Ukrayna’yı da yine Selenge’den öğrendik. Vikinglerin gelip Hazar Yahudileri üzerinde egemenlik kurduğu, daha sonra gelen Batu Han’ın ordularının Kiev’i yerle bir ettiği, Kırım Hanlığı’na tekabül eden Tatar hanlıklarının kurulduğunu görüyoruz. “Kozak”ları görüyoruz. Hıristiyan olan Kozaklar bugünkü Kozaklardır, Müslüman ya da Şamanist olan Kozaklar ise Nogaylar ve Tatarları oluşturuyor.

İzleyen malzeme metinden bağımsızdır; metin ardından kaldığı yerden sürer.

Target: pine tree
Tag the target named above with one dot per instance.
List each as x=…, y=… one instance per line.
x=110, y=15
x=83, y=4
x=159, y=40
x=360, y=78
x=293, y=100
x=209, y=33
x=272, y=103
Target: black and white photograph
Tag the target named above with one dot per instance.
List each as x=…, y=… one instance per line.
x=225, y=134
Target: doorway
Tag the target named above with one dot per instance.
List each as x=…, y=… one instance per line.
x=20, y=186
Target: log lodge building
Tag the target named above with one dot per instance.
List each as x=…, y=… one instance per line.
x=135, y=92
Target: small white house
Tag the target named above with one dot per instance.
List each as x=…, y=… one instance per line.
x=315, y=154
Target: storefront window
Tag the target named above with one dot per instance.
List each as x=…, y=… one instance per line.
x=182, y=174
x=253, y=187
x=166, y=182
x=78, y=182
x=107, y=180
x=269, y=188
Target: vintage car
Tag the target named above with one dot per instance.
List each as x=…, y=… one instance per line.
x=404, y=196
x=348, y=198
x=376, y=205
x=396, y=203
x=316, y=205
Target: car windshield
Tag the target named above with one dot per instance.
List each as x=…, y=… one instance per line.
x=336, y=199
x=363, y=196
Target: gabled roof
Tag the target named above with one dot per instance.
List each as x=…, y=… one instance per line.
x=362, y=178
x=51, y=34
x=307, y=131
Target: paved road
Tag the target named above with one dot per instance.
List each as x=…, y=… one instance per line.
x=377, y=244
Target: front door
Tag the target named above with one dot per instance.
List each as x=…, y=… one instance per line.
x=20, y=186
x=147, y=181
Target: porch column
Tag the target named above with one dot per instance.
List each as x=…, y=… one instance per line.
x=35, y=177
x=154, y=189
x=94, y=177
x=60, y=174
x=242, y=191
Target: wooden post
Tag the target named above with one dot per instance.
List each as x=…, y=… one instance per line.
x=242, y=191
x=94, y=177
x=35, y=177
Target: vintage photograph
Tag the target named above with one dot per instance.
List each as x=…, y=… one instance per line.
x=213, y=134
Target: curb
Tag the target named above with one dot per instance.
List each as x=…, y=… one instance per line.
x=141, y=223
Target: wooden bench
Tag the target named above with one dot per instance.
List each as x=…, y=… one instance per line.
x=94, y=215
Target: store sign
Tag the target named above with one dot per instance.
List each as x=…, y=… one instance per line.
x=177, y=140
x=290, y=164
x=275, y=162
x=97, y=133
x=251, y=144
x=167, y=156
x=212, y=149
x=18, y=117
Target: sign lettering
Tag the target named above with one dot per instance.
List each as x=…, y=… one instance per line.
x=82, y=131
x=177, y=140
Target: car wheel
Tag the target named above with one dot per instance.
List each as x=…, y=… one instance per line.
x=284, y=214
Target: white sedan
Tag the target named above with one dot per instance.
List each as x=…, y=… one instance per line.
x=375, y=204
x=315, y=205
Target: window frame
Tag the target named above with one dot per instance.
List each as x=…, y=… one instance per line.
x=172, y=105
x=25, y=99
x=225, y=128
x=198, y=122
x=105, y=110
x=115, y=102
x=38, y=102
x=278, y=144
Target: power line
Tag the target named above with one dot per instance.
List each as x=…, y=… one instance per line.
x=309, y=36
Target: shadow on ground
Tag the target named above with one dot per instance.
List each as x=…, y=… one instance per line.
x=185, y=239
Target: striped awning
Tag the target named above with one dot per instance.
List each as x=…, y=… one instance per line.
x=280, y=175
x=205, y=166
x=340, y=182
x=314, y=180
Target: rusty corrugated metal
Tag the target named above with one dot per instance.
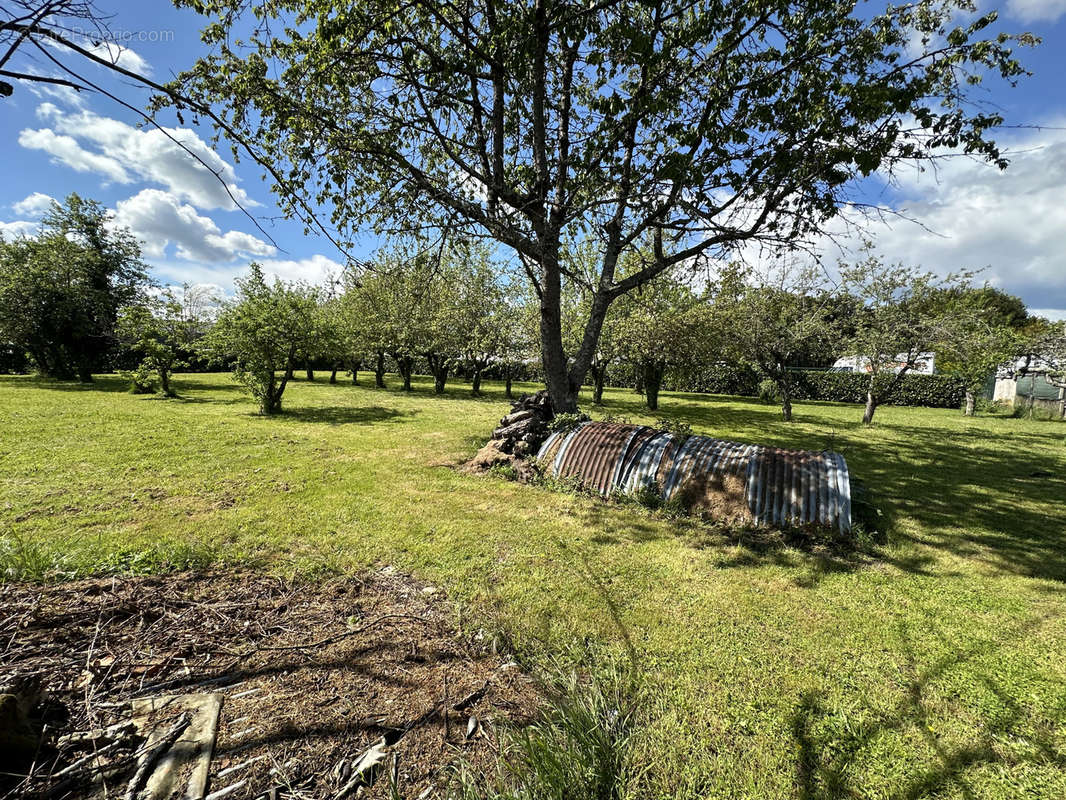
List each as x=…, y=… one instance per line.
x=781, y=488
x=594, y=454
x=641, y=470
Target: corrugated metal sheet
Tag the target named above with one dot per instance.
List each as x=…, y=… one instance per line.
x=594, y=454
x=781, y=488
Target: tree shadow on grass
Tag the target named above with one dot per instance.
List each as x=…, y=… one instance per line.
x=832, y=745
x=345, y=414
x=100, y=383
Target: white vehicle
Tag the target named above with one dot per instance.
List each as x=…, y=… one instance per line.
x=924, y=365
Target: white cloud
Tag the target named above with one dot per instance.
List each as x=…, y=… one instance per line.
x=66, y=150
x=312, y=270
x=34, y=205
x=160, y=219
x=1036, y=11
x=110, y=51
x=970, y=216
x=124, y=57
x=11, y=230
x=89, y=142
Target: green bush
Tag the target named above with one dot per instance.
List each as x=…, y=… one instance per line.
x=768, y=392
x=934, y=392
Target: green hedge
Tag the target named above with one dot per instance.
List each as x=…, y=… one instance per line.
x=935, y=392
x=742, y=380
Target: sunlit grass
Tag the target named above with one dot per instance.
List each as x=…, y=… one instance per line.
x=931, y=666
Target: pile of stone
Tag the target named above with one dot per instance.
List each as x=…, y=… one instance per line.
x=519, y=435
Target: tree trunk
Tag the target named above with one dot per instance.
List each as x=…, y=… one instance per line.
x=406, y=365
x=438, y=368
x=556, y=379
x=272, y=402
x=652, y=382
x=870, y=409
x=599, y=378
x=380, y=371
x=786, y=401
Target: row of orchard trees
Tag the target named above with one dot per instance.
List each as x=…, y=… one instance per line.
x=77, y=299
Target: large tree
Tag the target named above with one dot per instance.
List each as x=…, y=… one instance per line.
x=61, y=290
x=703, y=126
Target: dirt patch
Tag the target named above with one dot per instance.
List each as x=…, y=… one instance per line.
x=311, y=676
x=721, y=496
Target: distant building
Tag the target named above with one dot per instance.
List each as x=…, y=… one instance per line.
x=924, y=365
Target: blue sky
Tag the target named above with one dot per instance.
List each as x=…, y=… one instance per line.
x=57, y=142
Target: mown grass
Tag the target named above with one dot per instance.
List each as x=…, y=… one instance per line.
x=930, y=666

Türk tarihinin en önemli kaynakları Selenge’deydi
Sadece Rusya tarihini değil, Türk tarihini de gerçekten veri temelinde Selenge Yayınları’na borçluyuz. Ayrıca; Kırgızistan, Özbekistan ve Kazakistan’ı Zeki Velidi Togan’ın Türk Türkolojisinden incelediğimiz zaman, bunların aynı kabilelerin farklı coğrafi bölgelerdeki adları olduğu görülür. Cengiz Han’ın Altın Ordu sürecinde; Kazan’a, Kırım’a, Şeyban ordusuna ve Batı Orda’ya dağıttığı Altın Uruklar dışında, bu bölgede Kıpçak halklarını organize ederek oluşturduğu bir yapı vardır. Kazakistan’a da bu anlamda baktığımızda, detayla Argunlar, Kereyler, Kıpçaklar gibi esas olarak Altın Ordu uruklarının (Altın Uruk) olduğunu görmekteyiz. Bu sentez, Cengiz Han döneminde oluşmuştur.
Selenge Yayınları, bu bilgileri bize çok çıplak bir şekilde vermiştir. Mesela, Reşidüddin tarihini okuduğumuz zaman ilginç veriler vardır.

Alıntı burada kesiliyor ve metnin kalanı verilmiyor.